TV on the Internet

By Cynthia Retamozo

MTV has MTV Overdrive, BET has BET on Blast and even Nickelodeon has TurboNick. These aren’t TV branded energy drinks, but the networks’ own online TV programming where viewers can watch the latest music videos and shows they may have missed during their regularly scheduled time on the air.

With today’s Internet-savvy generation, it’s no wonder that these channels would put their show lineup online. College students who miss “Lost” or “Desperate Housewives” because of their busy schedules can now catch them on when convenient.

“It’ s like having a show on demand,” said Kate Chadwick, a Northeastern alumna. “You can easily catch up on the episodes you missed and because it’s online it can also be a good study break.”

Northeastern’s TV channel, NUTV – which airs its own news program and original shows like “Campus Pulse,” is completely online, and can be found on the community section of the myNEU web portal.

NUTV president Jonathan Cohn said online content is more convenient for students to watch and easier for NUTV to produce.

“Online TV is definitely better,” Cohn said. “You don’t have to wait. People can watch what they want, whenever they want.”

Cohn also said there is a unique community aspect to it. On the NUTV channel and on other websites, like, viewers can not only watch different videos whenever they want, but also post comments about them on discussion boards.

“Most people watch regular TV alone,” he said. “Going online, you could watch the same videos as other people and then give your own opinion on them.”

Some Northeastern students are avid advocates of online TV content.

“It’s great because there are less commercials than there would be on cable TV,” said freshman business major Gina Bollenback, who has watched an episode of “Grey’s Anatomy” online. “In the future if I miss a good show, I’ll watch it online.”

Sophomore international business major Enrico Ortiz agreed, citing its convenience.

“I tend to watch ‘Heroes’ or ‘Lost’ the day after they air online,” he said. “It depends if I have a hectic meeting schedule that week.”

Because of the emerging trend, online television websites are beginning to surface.

Richard Ayoub is the executive vice president of programming for ManiaTV, a 24/7 live Internet broadband website that Ayoub said contains MTV-like content, featuring music videos, celebrity gossip videos and comedy shows.

Because ManiaTV is online, it is beyond the reach of the Federal Communications Commission (FCC), the governmental agency responsible for monitoring TV content. Jack E. Jett is the host of “Queer Edge,” a talk show that has featured guests such as a man who strips down to a G-string while on a pogo-stick.

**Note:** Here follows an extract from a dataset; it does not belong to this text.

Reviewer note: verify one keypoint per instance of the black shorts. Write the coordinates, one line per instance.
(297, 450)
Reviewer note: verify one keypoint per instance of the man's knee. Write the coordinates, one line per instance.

Another episode involved a drag queen called ‘Quesadilla’ who hosts Tupperware parties.

Jett said the lack of censorship is what makes online TV so popular.

“I feel people are getting sick of cookie cutter television,” he said. “Online TV is becoming an outlet for people who want to speak their mind without the FCC knocking at their door.”

Ayoub said ManiaTV is the 13th fastest growing site on the web, with five million views per month.

Although online TV is more prevalent now, Ayoub said the days of gathering around a TV set aren’t over yet.

“TV sets are too embedded into our culture,” he said. “Even with online TV, people are still going to watch the game at bars, they’re still going to watch talk shows live at the studio and they’re still going to watch the screen that shows a live performing artist at the site of a concert.”